The delivery for a testosterone-containing moiety dose is topical administration through the eye of a patient. Topical formulations may include an effective amount of a testosterone-containing moiety may be incorporated into a pharmaceutically acceptable carrier. Various carriers will be suitable based on the type of delivery formulation desired.

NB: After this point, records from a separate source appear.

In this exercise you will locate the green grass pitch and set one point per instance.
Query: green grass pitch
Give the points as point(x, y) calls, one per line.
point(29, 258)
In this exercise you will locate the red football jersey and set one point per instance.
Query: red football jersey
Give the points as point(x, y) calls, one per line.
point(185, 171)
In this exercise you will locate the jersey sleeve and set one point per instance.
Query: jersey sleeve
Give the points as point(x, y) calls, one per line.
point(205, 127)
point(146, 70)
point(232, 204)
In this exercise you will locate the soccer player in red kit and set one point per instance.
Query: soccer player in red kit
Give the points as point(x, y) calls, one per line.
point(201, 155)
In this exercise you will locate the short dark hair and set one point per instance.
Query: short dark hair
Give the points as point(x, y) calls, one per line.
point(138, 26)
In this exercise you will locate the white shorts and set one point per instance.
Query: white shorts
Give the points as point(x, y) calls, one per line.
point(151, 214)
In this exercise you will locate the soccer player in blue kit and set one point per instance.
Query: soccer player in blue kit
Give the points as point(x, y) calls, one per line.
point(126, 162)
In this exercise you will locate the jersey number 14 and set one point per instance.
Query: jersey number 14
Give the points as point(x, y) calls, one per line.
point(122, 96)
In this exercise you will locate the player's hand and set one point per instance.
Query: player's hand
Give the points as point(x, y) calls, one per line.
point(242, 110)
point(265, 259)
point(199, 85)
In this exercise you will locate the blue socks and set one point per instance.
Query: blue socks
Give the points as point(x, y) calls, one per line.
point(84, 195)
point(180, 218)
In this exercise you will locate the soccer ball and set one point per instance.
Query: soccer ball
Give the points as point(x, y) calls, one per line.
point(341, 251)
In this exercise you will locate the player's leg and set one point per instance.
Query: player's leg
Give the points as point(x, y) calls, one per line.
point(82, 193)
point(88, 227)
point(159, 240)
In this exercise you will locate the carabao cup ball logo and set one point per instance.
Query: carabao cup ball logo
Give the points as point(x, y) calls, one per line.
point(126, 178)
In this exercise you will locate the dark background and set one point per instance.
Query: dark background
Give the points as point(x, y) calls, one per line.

In general, the liquid, testosterone-containing moiety compositions of the invention may comprise from 0.001 to 5% by weight testosterone, e.g. from 0.01 to 1% or more preferably from 0.3 to 0.6%, by weight testosterone.
The need for supplementing sex hormones such as testosterone should be determined by a physician or other health care professional based on monitoring signs and symptoms of sex hormone deficiency or based on need for pharmacological intervention of conditions that are responsive to hormonal therapy.
Symptoms of subfunctional levels of testosterone, might include, but not be limited to: sexual dysfunction, which can manifest in loss of sexual desire, decreased sensitivity to sexual stimulation, decreased arousability and capacity for orgasm; diminished vital energy; depressed mood; diminished sense of well-being; increased shyness; loss of muscle mass and function; unfavorable body composition, i.e., lean to fat mass ratio; thinning and loss of pubic hair; urogenital atrophy; dry and brittle scalp hair; dry skin; decreased cognitive abilities; dry eyes; autoimmune phenomena or exacerbation thereof, and a combination thereof.